Por qué la mayoría se equivoca

Aunque las herramientas y el conocimiento están al alcance de todos, los errores siguen siendo comunes. Los inversores, incluso los más motivados, cometen fallos simples:

1. No entender el riesgo real
Confunden volatilidad con peligro, o asumen riesgos ocultos que tarde o temprano no pueden tolerar.

2. Sobreconcentración
Apostar todo a un único activo o sector de moda, con una buena historia que la respalda, parece atractivo, pero se ha demostrado que aumenta el riesgo de forma temeraria.

3. Dejarse llevar por modas
La tentación de invertir en lo “más popular” puede ser peligrosa si no se entiende cómo funcionan los mercados a largo plazo.

4. Sesgos conductuales
Tomar decisiones emocionales es más común de lo que parece. Es fácil actuar por miedo o euforia en el mercado. De hecho, una vez se tienen los conocimientos necesarios, la razón por la que la gran mayoría de inversores independientes no alcanza sus objetivos es por que caen víctimas de sus propios sesgos y emociones en algún punto del largo camino que implica invertir para el largo plazo.

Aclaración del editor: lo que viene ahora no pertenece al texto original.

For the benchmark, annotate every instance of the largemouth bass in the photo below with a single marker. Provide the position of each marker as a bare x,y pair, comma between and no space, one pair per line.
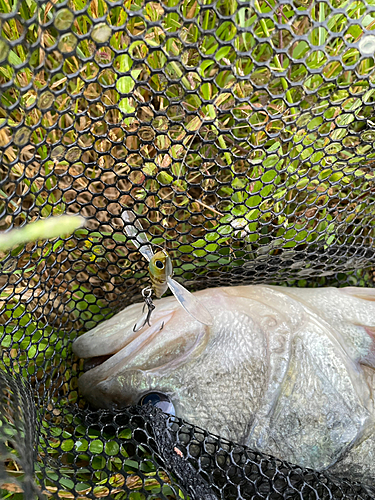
290,372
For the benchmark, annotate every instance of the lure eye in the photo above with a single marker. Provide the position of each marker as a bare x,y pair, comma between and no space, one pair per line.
159,400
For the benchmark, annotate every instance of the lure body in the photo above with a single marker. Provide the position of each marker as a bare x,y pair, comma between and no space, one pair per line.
158,273
161,271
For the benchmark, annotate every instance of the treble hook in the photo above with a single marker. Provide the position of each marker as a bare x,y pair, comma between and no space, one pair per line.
146,294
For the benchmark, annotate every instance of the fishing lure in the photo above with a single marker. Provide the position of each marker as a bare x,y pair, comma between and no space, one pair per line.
161,271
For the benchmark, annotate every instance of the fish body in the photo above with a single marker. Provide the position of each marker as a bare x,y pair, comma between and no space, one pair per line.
287,371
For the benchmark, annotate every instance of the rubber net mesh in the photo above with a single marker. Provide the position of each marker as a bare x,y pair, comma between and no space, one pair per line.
241,134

El papel del mentor financiero

Aquí es donde entra en juego el mentor financiero.
Un mentor no maneja tu dinero, ni te recomienda productos específicos. Su función es guiarte para que tomes, por ti mismol, decisiones de inversión fundamentadas.

Con un mentor, aprenderás a:

  • Construir una cartera coherente con tu perfil
  • Comprender a un nivel profundo las razones de inversión y el riesgo real que estás asumiendo
  • Evitar errores estructurales que pueden costarte dinero
  • Establecer una estrategia clara y ajustada a tus metas
  • Conocer y controlar al enemigo —nosotros mismos— antes de que te ataque y destruya tu plan de inversión.

El punto de inflexión

El punto de inflexión ocurre cuando te das cuenta de algo muy simple pero poderoso:

“Estoy invirtiendo, pero no sé realmente por qué y cómo lo estoy haciendo.”

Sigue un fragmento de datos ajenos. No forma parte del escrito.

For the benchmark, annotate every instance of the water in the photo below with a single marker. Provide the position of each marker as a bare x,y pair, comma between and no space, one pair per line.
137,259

Ese momento, aunque incómodo, es crucial. Porque de ahí parte tu evolución. Pasas de ser alguien que simplemente compra productos financieros a ser un inversor informado.

Qué cambia cuando tienes criterio

Cuando desarrollas una base sólida de conocimiento, el panorama cambia. Ya no dependerás de la suerte ni de lo que digan los demás.

  • Te centrarás en lo que funciona realmente a largo plazo y las peligrosas modas te “resbalarán”.
  • Tomarás decisiones basadas en tu tolerancia al riesgo.
  • Construirás una cartera diversificada, coherente y de bajo coste.
  • Entenderás mejor el mercado y cómo afecta a tus finanzas.

No se trata de complicarse. Se trata de entender lo que estás haciendo y por qué.

Autonomía primero

Antes de delegar, lo más importante es aprender a gestionar lo tuyo. Porque cuando entiendes cómo funciona tu dinero, lo controlas.

Invertir es un proceso, y la educación financiera es la base. Después de nuestra mentoría, tendrás la confianza y las herramientas necesarias para tomar decisiones coherentes y sin miedo.